Come on now, be honest.
I'm only human.
In today's issue, I'll share two stories that prove it doesn't really matter what others think of you--and that's it's possible to be happy without others' approval.
My Story About Not Caring What People Think
Jordan Walks Around the Block
I do my best thinking when I'm walking around.
And I don't just walk around.
I kind of do something embarrassing.
I occasionally make subtle gestures with my hands and talk to myself, sometimes visibly.
In other words, what, to me, is working out the deepest issues in my life and making new connections with ideas, appears, to others, to be...a somewhat crazy person.
How often have looked at someone from your car or from the other side of the street and made an immediate assumption about what they are doing--and about who they are as a person?
I still do it all the time, and I know it's not good.
That snap judgment has a name in psychology: it's called the Fundamental Attribution Error.
When I'm walking around and talking to myself, I find it to be extremely productive.
It's where most of my best ideas come from, ideas that turn into side projects, newsletter articles, or something else valuable for the world.
Now, let's look at one other example before I send you on your merry way.
A Lesson in Not Caring -Awkwardly Sitting Around the Fire
A few days ago, I was that driver passing by.
I was the one that scouted a scene and thought it looked odd.
I was driving through my neighborhood and noticed a group of three sitting out in the middle of the yard. It was very cold that day in Montana, and they were bundled up to the nth degree. Think Elmer-Fudd-type clothing.
They were sitting in what appeared to be flimsy chairs you would take camping or to the beach, and they were all huddled around an old-timey stove.
And that stove was on fire. Rather, they had created a raging bonfire with that old-timey stove.
It looked pretty darn weird.
But you know what?
This group of people was having the time of their lives, laughing and gesticulating to one another.

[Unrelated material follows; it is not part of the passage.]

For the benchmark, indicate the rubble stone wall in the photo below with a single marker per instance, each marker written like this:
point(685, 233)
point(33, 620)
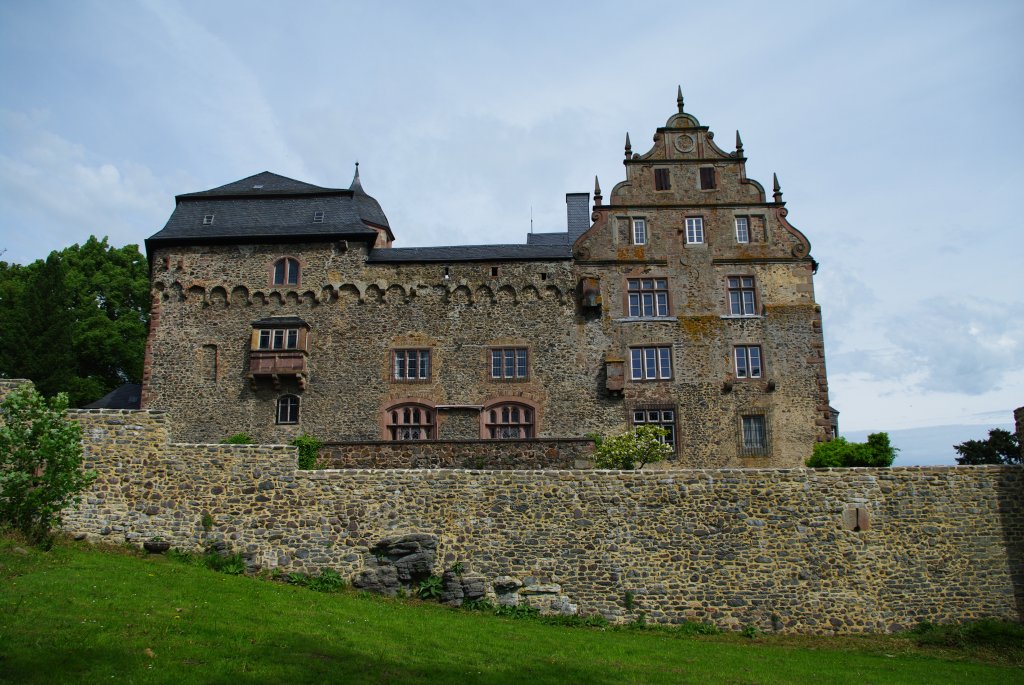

As I drove by, I thought, "They look like hobos around a fire."
That's not nice, I know.
But it's exactly what it looked like.
And I thought, normally, it's extremely odd to build a roaring fire in your front yard with inappropriate equipment.
But it worked for them--and it worked very well. They were having a great time.
The Key Takeaway - How to Not Care and Worry So Much
So what's the point of these two stories?
The key takeaway is this:
No matter what you do, it's going to be interpreted and misconstrued by the silly humans around you. You will never be able to clearly communicate the meaning behind your activities one hundred percent of the time.
That shouldn't cause anxiety for you--that should inspire you.
Because what you do in life is not supposed to impress others. It's supposed to work--for you.
Focus on that today.
Think about all the things you do that might look odd, goofy, or whatever.
Think about all the things you see on a daily basis that seem downright strange.
And then think about what you truly want out of life.
Do you want to live to perform for others and make sure no one thinks you're strange?
Or do you want to live a fulfilling life?
Starting today, worry less about what others think and more about the results you get from the things you do.